加えて、インポッシブル・バーガーとこの後触れるもう一つの肉代替品であるビヨンド・ミートは、どちらも従来の肉に比べ環境には優しいが、健康的であるかどうかは疑問が残る。

参考記事: Are Beyond Meat And Impossible Burgers Better For You? Nutritionists Weigh In (Huffpost)

参考記事によると、どちらも肉と比較した際、たんぱく質は多く含むが、脂肪も多く、そして塩分は高くなるそう。
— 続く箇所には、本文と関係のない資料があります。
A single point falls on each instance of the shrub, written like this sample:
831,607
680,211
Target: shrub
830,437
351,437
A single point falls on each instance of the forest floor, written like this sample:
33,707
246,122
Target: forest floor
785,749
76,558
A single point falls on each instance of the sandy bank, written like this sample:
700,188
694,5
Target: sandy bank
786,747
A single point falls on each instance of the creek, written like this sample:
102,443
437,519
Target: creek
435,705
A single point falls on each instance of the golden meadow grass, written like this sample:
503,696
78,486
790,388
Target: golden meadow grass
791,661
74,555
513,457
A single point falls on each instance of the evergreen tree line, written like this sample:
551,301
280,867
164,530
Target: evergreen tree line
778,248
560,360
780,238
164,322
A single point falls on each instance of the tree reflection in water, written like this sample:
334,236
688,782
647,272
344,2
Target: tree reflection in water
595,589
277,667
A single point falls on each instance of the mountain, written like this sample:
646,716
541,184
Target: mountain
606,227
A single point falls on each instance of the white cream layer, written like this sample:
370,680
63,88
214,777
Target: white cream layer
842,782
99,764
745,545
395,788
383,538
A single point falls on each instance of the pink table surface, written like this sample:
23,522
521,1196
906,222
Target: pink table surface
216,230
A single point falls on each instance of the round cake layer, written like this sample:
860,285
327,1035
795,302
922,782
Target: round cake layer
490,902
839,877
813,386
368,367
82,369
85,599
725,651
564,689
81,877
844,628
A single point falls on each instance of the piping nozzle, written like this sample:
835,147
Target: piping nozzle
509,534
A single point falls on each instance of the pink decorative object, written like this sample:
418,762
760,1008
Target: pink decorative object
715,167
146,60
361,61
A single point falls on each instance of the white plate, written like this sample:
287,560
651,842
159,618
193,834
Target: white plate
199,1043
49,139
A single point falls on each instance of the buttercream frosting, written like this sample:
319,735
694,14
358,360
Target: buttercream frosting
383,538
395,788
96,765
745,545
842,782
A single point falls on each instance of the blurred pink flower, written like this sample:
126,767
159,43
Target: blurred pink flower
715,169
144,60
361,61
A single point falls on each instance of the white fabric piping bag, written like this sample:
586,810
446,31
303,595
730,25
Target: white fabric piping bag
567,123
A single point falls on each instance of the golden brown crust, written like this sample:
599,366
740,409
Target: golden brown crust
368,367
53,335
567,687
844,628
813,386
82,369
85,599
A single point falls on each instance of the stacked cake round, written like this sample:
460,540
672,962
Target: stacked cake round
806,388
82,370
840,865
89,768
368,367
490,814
私は栄養学に全く詳しくないので深くは触れることができないが、これは個人で調べた上で特定の体調や健康上の問題に合わないようであれば適切な選択肢ではない。

4. 競合のビヨンド・ミート 

ちなみにベアバーガーのヴィーガンメニューには、インポッシブル・バーガーの競合であるビヨンド・ミート(Beyond Meat)を使ったものもある。

Beyond Meat
https://www.beyondmeat.com/

ビヨンド・ミートは2009年にL.A. でスタートした、100%ヴィーガンで植物性の肉代替品の先駆け的存在。えんどう豆が主成分で、ココナッツオイルでテクスチャを、ビーツのジュースで色を再現している。インポッシブル・バーガーのヘムの様な肉の風味を再現するものは含まれていない。

彼らのミッションも気候変動や環境破壊の大きな原因の一つである食肉産業・畜産に替わる新しい食の提供だ。

ビヨンド・ミートはハンバーガーパテのみならず、ソーセージやひき肉の代替も作っており、更にはレストランへの提供に加えホールフーズをはじめとしたスーパーマーケットでも販売しているのがインポッシブル・フーズにはない点。

一緒にベアバーガーに行った夫はビヨンド・バーガーを使った Golden State をオーダーしたので、一口もらってみた。

beyond

夫は空腹で hangry(hungry + angry)状態だったので写真は録り逃しちゃったけれど、奥に写っているのがビヨンド・ミートを使ったハンバーガー。

かなり分厚いパテだけれど、空気が入っていてふわっとしているというか軽い感じ。正直言って肉っぽさはインポッシブル・バーガーに劣るけれど、ヴィーガン・チーズ、野菜、ソース、ピクルスと一緒にバンズごと丸かじりしたらかなりのハンバーガー感。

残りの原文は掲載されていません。